Eric from nowhere writes: Hey Kevin, I just wanted to hear why you picked Ohio State as your number one team. They struggled through quite a bit of games last year and will only be returning 4 starters on D.Thanks,Eric
Kevin Gemmell: Fair question. As Ted noted, we submitted those several weeks back – I think around the end of June or early July, and if memory serves, I was pretty torn between Ohio State, Alabama, Stanford or Oregon. But here’s what stuck out to me. Obviously, having Braxton Miller back is huge. I think he’s comparable to a Marcus Mariota or Brett Hundley in terms of athleticism – though I think the two Pac-12 guys are superior passers. But he has four of his offensive linemen returning – which is huge.
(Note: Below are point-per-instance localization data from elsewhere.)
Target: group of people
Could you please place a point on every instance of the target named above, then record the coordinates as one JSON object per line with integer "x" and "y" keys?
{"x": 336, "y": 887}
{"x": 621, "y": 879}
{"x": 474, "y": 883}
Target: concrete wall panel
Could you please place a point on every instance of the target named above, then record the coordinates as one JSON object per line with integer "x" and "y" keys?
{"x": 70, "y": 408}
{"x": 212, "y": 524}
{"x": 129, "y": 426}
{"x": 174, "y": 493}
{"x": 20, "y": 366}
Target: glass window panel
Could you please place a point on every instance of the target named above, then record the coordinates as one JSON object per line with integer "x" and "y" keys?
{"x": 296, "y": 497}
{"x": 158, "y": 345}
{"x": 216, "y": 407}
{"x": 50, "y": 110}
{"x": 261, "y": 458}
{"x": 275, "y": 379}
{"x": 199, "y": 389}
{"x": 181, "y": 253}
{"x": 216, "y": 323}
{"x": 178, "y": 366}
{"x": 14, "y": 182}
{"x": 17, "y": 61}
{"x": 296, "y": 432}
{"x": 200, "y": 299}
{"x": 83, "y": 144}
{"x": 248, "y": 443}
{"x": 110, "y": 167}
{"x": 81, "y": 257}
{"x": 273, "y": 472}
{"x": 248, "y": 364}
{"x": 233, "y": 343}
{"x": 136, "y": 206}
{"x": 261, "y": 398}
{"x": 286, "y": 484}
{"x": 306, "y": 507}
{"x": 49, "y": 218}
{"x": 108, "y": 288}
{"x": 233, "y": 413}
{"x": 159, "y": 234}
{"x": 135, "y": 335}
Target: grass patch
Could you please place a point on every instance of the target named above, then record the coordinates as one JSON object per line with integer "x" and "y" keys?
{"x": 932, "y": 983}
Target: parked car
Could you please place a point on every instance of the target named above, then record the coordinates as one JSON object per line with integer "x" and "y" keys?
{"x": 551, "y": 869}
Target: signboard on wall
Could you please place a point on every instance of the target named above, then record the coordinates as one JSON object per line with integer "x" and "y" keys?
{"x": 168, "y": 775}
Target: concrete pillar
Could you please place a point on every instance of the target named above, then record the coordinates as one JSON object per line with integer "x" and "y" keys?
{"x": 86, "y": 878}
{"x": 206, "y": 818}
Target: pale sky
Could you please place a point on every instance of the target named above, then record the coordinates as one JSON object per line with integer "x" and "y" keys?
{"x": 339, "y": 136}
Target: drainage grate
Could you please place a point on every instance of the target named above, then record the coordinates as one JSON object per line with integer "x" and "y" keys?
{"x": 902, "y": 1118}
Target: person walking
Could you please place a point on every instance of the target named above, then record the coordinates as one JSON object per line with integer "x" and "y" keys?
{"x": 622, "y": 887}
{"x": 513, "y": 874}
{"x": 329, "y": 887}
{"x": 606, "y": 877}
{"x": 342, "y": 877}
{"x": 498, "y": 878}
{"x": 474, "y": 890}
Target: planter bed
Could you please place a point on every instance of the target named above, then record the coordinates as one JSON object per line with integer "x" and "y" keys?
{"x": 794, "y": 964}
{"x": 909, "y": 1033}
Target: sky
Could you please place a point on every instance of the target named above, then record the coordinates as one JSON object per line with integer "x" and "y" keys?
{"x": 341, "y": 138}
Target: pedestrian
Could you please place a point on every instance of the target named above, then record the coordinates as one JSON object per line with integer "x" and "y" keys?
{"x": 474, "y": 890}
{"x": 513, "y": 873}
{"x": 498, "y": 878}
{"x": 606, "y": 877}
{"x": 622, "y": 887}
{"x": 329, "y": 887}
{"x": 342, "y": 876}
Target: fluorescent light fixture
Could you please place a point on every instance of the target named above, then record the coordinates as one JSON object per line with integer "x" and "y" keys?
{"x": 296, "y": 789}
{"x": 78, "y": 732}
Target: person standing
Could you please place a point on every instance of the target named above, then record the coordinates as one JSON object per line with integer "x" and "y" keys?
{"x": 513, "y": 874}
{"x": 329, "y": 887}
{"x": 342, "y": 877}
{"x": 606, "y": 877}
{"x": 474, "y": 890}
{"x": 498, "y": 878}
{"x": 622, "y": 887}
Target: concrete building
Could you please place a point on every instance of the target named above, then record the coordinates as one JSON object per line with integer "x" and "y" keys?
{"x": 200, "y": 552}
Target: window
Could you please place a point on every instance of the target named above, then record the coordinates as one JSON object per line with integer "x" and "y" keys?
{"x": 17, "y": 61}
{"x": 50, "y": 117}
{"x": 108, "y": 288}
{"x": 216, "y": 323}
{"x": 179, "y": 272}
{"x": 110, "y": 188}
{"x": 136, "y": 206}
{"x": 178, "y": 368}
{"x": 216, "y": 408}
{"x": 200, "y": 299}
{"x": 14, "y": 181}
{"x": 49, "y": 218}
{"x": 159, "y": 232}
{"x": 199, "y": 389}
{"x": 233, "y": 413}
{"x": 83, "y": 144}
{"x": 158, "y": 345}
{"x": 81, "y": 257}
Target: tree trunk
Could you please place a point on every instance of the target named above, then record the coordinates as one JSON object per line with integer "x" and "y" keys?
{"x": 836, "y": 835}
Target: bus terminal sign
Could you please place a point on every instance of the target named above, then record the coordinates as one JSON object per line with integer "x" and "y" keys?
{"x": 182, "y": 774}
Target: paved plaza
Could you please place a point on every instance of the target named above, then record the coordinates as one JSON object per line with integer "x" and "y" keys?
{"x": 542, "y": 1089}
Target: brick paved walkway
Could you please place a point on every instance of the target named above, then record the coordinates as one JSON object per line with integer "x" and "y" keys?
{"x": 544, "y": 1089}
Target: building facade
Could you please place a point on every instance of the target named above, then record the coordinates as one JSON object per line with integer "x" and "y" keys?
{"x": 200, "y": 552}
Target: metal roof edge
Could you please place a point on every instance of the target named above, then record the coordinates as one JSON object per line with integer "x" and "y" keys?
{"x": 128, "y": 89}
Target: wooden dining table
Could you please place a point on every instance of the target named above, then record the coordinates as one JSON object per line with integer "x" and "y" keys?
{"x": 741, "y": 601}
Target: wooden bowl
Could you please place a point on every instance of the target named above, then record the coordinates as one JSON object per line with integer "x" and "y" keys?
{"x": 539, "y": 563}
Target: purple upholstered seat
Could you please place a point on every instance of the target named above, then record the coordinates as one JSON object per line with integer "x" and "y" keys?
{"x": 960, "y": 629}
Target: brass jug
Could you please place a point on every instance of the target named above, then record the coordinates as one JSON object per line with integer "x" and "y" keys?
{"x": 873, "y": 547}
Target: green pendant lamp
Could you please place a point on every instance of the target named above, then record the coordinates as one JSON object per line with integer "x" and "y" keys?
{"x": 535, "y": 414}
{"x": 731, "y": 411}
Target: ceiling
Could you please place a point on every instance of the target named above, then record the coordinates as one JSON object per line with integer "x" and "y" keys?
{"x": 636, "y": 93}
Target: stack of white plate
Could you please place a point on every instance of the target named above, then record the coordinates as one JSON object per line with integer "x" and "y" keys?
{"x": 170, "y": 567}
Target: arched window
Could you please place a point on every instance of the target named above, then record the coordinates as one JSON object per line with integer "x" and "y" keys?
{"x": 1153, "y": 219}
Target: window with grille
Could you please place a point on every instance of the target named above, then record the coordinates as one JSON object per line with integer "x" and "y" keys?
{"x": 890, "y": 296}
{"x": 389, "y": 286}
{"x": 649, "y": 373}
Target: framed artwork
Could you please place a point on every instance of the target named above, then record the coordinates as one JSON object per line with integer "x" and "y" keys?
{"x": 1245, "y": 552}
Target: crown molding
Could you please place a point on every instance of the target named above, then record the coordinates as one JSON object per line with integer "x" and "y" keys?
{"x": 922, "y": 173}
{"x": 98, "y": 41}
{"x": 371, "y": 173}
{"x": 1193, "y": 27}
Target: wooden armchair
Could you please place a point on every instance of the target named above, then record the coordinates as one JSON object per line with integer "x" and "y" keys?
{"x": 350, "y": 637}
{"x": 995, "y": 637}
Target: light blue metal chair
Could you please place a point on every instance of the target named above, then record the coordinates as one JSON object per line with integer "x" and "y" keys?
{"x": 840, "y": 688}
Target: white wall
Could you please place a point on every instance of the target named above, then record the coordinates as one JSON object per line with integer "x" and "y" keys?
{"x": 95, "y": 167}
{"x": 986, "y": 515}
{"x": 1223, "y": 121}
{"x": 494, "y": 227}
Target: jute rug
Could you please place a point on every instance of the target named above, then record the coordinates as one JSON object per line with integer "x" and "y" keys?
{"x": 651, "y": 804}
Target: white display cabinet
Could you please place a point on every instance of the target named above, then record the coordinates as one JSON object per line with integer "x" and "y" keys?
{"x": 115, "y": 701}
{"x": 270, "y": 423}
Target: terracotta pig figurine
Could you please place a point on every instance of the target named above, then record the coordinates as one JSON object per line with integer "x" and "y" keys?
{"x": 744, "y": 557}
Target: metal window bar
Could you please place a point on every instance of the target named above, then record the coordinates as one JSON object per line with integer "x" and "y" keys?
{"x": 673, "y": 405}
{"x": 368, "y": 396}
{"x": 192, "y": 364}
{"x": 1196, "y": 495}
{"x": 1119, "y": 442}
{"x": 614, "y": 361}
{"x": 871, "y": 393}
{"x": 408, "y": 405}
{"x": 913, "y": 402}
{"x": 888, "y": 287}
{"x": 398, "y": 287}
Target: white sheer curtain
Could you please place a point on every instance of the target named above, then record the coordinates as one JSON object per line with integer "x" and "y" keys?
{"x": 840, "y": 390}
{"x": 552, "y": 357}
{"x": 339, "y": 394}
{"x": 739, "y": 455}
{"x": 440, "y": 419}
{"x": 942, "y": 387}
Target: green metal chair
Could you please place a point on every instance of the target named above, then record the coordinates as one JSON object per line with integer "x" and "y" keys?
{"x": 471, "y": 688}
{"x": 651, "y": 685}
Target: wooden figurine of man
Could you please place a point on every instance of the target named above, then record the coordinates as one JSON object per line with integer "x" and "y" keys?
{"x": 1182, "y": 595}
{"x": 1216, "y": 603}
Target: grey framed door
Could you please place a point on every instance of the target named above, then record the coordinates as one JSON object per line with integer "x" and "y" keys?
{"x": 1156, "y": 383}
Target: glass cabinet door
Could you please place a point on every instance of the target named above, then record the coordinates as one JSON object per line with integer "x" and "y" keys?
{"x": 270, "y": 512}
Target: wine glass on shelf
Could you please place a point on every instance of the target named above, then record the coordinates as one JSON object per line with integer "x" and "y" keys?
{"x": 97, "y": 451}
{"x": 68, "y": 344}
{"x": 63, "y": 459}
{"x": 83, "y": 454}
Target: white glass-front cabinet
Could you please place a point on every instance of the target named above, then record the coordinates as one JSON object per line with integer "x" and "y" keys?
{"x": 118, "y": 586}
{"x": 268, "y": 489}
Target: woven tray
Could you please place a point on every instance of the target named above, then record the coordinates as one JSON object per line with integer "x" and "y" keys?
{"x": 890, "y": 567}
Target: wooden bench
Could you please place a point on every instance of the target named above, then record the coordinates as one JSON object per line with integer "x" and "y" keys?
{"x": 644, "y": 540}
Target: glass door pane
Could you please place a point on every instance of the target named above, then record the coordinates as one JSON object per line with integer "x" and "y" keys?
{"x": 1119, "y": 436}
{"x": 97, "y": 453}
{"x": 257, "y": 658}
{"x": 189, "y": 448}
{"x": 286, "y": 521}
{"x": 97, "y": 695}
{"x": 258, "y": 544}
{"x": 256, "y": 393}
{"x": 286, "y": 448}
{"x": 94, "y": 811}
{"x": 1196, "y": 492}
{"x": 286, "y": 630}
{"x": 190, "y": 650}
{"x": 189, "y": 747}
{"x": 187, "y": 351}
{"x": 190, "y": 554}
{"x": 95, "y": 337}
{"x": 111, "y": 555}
I put a lot of stock into how many starters are back on the offensive line. More often than not, it’s a good predictor for success.
Second, Urban Meyer can coach. Just ask our friends at Utah. And yes – they did play in some tight games last year – but they also went undefeated, which is incredibly difficult to do. Especially when there was little to no motivation to do so because of their bowl ban.
It was also their first year with a new head coach. Those who are back (nine on offense) are almost certain to be stronger in their second season under Meyer.
Losing their starting four up front certainly gave me pause. But their secondary might be the second best in the country only to Oregon’s.
While I certainly put effort into researching my ballot, I also realize that preseason polls aren’t worth much. We’re working off of defunct data and speculation. The preseason poll is one of the most arbitrary exercises in all of sports. I understand the need for it, though I think the better system would be to start polling around Week 5 or 6. That’s just me.
I think Ohio State is capable of running the table and getting to the national championship game – just as I think Alabama could, Oregon could and Stanford could. It’s a four-sided coin in my mind, right now. It’s also entirely possible that Ohio State is this year’s USC – coming off of sanctions and the Buckeyes completely tank. By Week 5 or 6 we’ll have a clearer picture.
Paul in Renton, Wash. writes: Kevin, Buddy, pal, co-host of the best blog in the biz: it's been 201 days since your last chat. I look forward to your chats almost as much as I look forward to the start of college football season. When's the next chat? Your readers demand it! Thanks, Paul
Kevin Gemmell: Paul, chum, compatriot, cohort. Thanks for doing the math on that. Glad you asked. Chats start back up tomorrow with me and then Ted on Thursday. As always, we’ll send out a reminder.